A new employment tax proposed by the Seattle City Council would charge roughly $500 per employee based in the city. And though it would only apply to the city’s largest companies, many of them are complaining to the press – some with good reason – about how the tax would discourage employment and ultimately damage the city’s economy.

The tax would only apply to businesses earning $20 million in revenue within the city limits – a group that includes roughly 585 companies, about 3% of the total number operating in the city, according to CNNMoney.

Businesses would be required to pay 26 cents per man hour per employee worked within the city limits, excluding vacation pay and sick time.

To what we imagine would be the delight of the Trump administration, Amazon would bear the brunt of the new tax. The e-commerce giant would be forced to contribute some $20 million annually on behalf of its nearly 45,000 employees in Seattle. Of course, Amazon will have a difficult time arguing that it can’t afford the tax after it smashed expectations in its latest quarterly earnings report. And with the city facing an unemployment rate of 3.8%, even lower than the nationwide rate of 4.1%.

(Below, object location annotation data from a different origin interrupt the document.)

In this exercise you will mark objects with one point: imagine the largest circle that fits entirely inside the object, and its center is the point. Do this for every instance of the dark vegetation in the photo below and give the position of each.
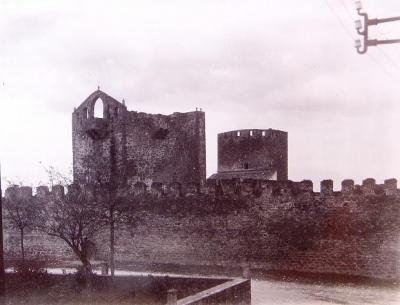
(31, 284)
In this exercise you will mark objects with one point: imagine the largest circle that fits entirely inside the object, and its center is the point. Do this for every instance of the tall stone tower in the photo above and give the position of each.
(140, 147)
(253, 153)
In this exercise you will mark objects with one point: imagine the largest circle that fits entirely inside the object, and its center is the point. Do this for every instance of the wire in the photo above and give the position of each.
(380, 66)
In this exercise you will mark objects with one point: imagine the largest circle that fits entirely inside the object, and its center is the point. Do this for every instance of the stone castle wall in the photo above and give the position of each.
(137, 146)
(274, 225)
(253, 153)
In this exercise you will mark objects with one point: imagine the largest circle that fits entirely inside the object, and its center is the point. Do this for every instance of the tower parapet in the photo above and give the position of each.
(253, 153)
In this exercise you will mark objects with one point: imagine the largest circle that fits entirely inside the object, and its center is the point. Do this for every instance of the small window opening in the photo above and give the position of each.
(99, 108)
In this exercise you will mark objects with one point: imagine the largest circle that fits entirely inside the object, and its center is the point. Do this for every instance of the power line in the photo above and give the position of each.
(381, 67)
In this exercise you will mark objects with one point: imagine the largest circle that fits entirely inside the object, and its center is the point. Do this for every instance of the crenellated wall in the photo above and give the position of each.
(274, 225)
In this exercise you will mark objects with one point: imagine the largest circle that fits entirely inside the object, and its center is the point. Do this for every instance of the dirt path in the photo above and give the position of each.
(283, 293)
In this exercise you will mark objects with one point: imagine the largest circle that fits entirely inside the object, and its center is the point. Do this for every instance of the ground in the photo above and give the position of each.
(292, 293)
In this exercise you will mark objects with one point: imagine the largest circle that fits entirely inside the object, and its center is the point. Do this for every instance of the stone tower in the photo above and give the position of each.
(142, 148)
(253, 153)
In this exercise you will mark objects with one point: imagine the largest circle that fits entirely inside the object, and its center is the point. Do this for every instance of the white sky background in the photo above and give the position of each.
(286, 65)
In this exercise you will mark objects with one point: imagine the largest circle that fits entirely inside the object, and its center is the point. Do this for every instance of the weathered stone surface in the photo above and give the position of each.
(138, 146)
(253, 153)
(279, 225)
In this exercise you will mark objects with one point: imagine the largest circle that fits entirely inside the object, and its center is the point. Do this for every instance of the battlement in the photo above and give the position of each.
(235, 187)
(256, 133)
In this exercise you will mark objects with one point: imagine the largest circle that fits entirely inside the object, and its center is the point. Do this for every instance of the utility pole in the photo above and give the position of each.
(2, 273)
(362, 47)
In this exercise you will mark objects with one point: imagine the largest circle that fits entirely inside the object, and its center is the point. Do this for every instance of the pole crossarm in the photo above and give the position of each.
(362, 29)
(376, 21)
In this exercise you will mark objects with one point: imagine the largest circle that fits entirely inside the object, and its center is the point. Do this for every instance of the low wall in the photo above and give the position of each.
(235, 292)
(272, 225)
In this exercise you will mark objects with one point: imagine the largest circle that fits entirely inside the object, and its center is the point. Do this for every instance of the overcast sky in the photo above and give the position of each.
(287, 65)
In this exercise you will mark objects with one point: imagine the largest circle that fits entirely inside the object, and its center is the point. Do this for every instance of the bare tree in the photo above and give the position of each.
(73, 217)
(114, 203)
(20, 212)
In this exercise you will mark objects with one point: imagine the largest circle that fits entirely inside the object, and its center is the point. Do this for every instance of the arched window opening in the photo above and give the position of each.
(85, 114)
(99, 108)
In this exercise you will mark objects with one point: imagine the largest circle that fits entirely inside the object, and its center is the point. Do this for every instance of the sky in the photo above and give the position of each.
(288, 65)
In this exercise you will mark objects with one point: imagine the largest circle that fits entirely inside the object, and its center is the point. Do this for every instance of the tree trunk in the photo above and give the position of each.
(22, 245)
(87, 271)
(112, 239)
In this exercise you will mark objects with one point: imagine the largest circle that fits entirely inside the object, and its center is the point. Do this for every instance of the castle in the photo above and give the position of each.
(139, 147)
(146, 148)
(247, 212)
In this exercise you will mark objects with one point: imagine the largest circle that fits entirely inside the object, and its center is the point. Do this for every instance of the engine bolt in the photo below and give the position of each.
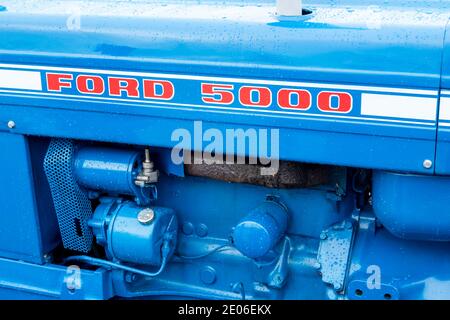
(146, 216)
(427, 164)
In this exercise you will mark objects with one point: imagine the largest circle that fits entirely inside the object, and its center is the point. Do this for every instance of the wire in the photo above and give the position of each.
(205, 254)
(106, 263)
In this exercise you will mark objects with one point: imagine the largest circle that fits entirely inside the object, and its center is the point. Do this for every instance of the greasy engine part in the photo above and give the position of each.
(289, 174)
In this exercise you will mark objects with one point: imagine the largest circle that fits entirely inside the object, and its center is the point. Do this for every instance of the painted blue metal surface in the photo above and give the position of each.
(126, 239)
(343, 45)
(411, 206)
(106, 169)
(371, 80)
(261, 229)
(27, 230)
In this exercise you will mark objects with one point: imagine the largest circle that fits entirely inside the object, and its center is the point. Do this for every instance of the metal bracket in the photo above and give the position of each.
(334, 253)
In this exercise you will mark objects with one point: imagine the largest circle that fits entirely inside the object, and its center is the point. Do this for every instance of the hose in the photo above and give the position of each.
(105, 263)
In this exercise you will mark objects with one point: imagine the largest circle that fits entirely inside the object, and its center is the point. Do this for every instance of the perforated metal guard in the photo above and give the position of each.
(72, 205)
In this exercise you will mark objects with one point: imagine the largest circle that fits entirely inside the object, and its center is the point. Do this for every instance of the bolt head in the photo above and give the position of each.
(11, 124)
(146, 216)
(427, 164)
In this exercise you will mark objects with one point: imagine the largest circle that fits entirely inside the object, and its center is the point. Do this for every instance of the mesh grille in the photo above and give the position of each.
(72, 205)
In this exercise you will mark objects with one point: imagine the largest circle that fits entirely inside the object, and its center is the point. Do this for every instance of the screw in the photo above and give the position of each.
(146, 216)
(427, 164)
(11, 124)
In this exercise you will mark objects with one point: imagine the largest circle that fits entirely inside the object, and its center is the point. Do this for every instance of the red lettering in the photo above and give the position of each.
(285, 99)
(343, 102)
(263, 96)
(217, 93)
(55, 81)
(90, 84)
(165, 88)
(119, 85)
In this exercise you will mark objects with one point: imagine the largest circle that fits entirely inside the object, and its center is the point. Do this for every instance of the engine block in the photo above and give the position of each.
(224, 149)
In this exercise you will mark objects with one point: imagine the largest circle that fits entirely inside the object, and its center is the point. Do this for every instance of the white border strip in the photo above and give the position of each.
(18, 79)
(395, 106)
(191, 107)
(226, 79)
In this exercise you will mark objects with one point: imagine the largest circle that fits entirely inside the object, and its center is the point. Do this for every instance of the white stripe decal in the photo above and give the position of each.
(19, 79)
(175, 106)
(394, 106)
(235, 80)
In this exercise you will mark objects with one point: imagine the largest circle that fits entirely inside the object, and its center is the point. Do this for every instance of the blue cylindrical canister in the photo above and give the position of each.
(107, 169)
(261, 229)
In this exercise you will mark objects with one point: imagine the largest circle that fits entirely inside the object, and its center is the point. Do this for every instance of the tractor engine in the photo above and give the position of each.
(224, 149)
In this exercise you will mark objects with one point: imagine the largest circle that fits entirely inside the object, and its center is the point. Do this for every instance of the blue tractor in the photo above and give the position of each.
(230, 149)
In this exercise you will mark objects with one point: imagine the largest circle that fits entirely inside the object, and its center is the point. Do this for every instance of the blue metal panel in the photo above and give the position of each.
(423, 216)
(384, 268)
(23, 280)
(334, 45)
(369, 151)
(21, 225)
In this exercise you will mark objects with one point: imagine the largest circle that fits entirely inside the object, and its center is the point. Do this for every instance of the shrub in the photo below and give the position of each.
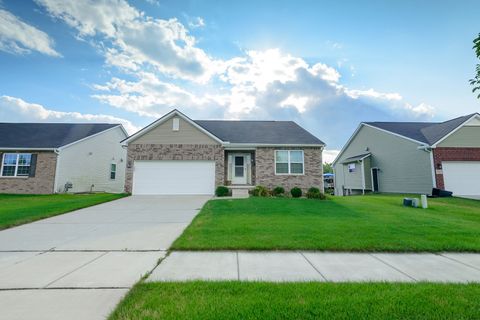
(296, 192)
(260, 191)
(222, 191)
(278, 191)
(314, 193)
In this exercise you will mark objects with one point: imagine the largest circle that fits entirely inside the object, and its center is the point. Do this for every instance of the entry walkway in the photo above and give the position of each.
(318, 266)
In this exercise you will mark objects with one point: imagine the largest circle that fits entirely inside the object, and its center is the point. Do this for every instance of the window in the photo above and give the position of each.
(113, 171)
(16, 164)
(289, 162)
(176, 124)
(351, 167)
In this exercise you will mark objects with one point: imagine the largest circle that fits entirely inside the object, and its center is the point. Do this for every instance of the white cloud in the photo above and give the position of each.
(136, 40)
(370, 93)
(18, 37)
(168, 70)
(267, 85)
(295, 101)
(17, 110)
(197, 22)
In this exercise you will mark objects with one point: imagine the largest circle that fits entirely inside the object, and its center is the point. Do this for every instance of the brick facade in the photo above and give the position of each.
(175, 152)
(263, 172)
(265, 169)
(42, 183)
(452, 154)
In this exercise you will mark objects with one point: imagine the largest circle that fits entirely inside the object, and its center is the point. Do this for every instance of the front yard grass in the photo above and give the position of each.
(257, 300)
(19, 209)
(357, 223)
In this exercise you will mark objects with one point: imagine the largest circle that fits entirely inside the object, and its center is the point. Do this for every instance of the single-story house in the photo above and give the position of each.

The city says it would use the money to build affordable housing and also provide emergency shelter services to at-risk and homeless individuals.

But Amazon told CNNMoney that it has a better plan to help the homeless.

Amazon, which declined to comment on the proposal, notes that it already contributes economically in many ways to Seattle. For example, it will provide a permanent location for a shelter in one of its new office buildings by 2020. It would be run by the nonprofit Mary’s Place, which already had temporary use of two vacant Amazon buildings to shelter the homeless since 2016.

Starbucks did not respond to a request for comment.

Prosperous big businesses can in turn generate a lot of economic activity and revenue for their host city. And they may donate goods, services or money to critical social causes.

But the co-sponsors of the bill note that a major cause of homelessness is the higher cost of housing that results when more workers move to a city for jobs that pay more than long-time residents have been earning. And the demand to build affordable housing doesn’t keep pace.